Two of the most popular Scarlatti sonatas are dispatched with neat efficiency as a warm-up to four of the six pieces of Le tombeau de Couperin. Ravel’s Prélude has a nice flow and the Menuet a wistful, piquant delicacy. Less successful are the curiously choppy Fugue and a slightly hectic Toccata.
Suzuki’s exceedingly polite performance of what is perhaps Mozart’s least polite piano piece, the tormented K310, seems entirely focused on proportion. I daresay I’ve never heard the insistent left-hand chords accompanying the principal theme of the opening Allegro more perfectly equal in time and volume, or quite so devoid of meaning.

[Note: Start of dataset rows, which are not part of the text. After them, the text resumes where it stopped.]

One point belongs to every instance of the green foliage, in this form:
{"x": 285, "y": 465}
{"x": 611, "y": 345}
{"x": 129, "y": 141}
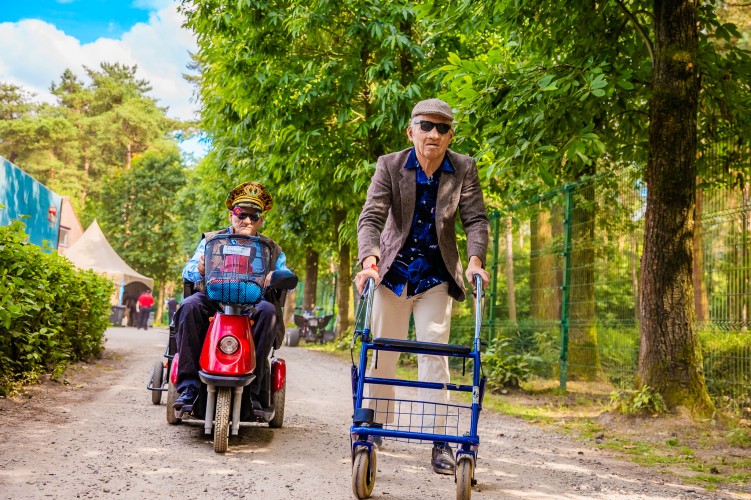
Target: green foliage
{"x": 76, "y": 145}
{"x": 726, "y": 364}
{"x": 50, "y": 313}
{"x": 739, "y": 437}
{"x": 142, "y": 213}
{"x": 505, "y": 368}
{"x": 644, "y": 401}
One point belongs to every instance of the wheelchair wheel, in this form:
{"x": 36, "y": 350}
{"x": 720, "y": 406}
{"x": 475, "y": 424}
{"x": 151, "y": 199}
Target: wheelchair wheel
{"x": 172, "y": 396}
{"x": 464, "y": 473}
{"x": 363, "y": 472}
{"x": 157, "y": 377}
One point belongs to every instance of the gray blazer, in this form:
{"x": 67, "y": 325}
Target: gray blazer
{"x": 386, "y": 218}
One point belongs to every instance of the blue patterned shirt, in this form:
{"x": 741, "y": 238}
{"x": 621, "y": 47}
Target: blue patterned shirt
{"x": 419, "y": 264}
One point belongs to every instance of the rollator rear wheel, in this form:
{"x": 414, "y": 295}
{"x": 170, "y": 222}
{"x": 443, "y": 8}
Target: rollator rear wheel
{"x": 363, "y": 473}
{"x": 464, "y": 472}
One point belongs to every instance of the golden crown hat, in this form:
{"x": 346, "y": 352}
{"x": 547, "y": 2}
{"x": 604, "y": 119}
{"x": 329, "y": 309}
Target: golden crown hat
{"x": 253, "y": 193}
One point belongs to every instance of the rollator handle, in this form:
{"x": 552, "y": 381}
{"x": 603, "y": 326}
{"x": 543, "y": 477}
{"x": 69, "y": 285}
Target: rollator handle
{"x": 478, "y": 308}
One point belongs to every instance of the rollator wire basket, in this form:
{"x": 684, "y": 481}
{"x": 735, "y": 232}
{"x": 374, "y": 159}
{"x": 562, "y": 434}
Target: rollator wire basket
{"x": 412, "y": 420}
{"x": 421, "y": 417}
{"x": 236, "y": 268}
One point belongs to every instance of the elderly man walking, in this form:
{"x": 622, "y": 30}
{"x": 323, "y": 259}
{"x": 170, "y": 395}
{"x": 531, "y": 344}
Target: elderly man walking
{"x": 407, "y": 242}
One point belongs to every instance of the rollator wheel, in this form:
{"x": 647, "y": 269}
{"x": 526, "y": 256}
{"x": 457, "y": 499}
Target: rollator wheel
{"x": 221, "y": 422}
{"x": 464, "y": 473}
{"x": 363, "y": 472}
{"x": 156, "y": 382}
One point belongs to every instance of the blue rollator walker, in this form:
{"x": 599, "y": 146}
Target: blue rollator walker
{"x": 407, "y": 420}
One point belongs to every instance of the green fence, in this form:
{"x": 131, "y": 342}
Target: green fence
{"x": 565, "y": 270}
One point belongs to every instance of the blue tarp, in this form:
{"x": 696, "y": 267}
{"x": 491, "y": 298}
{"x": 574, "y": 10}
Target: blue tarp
{"x": 22, "y": 195}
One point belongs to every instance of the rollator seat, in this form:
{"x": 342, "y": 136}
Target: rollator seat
{"x": 421, "y": 347}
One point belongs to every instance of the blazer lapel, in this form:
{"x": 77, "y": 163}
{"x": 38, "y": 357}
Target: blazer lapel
{"x": 408, "y": 192}
{"x": 445, "y": 190}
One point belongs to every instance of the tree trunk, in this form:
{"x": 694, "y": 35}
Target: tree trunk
{"x": 583, "y": 353}
{"x": 670, "y": 359}
{"x": 311, "y": 280}
{"x": 510, "y": 289}
{"x": 701, "y": 299}
{"x": 128, "y": 156}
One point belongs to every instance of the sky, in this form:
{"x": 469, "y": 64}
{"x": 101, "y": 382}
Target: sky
{"x": 39, "y": 39}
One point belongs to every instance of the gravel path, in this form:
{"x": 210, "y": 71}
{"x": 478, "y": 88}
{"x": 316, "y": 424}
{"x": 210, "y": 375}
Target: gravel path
{"x": 101, "y": 437}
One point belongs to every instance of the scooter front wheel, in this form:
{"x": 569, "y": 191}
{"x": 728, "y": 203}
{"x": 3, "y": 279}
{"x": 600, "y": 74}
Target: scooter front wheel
{"x": 464, "y": 473}
{"x": 363, "y": 472}
{"x": 221, "y": 422}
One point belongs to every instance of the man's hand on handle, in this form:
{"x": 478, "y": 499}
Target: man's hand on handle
{"x": 475, "y": 267}
{"x": 368, "y": 272}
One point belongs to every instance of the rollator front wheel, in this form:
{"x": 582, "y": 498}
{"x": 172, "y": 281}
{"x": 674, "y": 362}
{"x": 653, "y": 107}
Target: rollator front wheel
{"x": 363, "y": 472}
{"x": 464, "y": 473}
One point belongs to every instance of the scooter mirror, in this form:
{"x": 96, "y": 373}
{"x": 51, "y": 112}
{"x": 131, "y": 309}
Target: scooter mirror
{"x": 283, "y": 280}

Any hopes held out either for an emotional eruption in the operatic slow movement’s middle section or for a sense of desperation in the flight from the Furies of the concluding Presto are sadly dashed. Suzuki remains imperturbable throughout.
Something of the same unflappable circumspection prevails in the Don Juan Fantasy, here given a crystalline, pellucid and technically immaculate performance. What is missing is a grasp of why Liszt might have chosen to elaborate on the ominous appearance of the Commandatore, the Don’s seduction of Zerlina and the wild abandon of ‘Fin ch’han dal vino’. In other words, any sense of motivation, poetry or drama. Even the tiniest hint of personality would no doubt do wonders.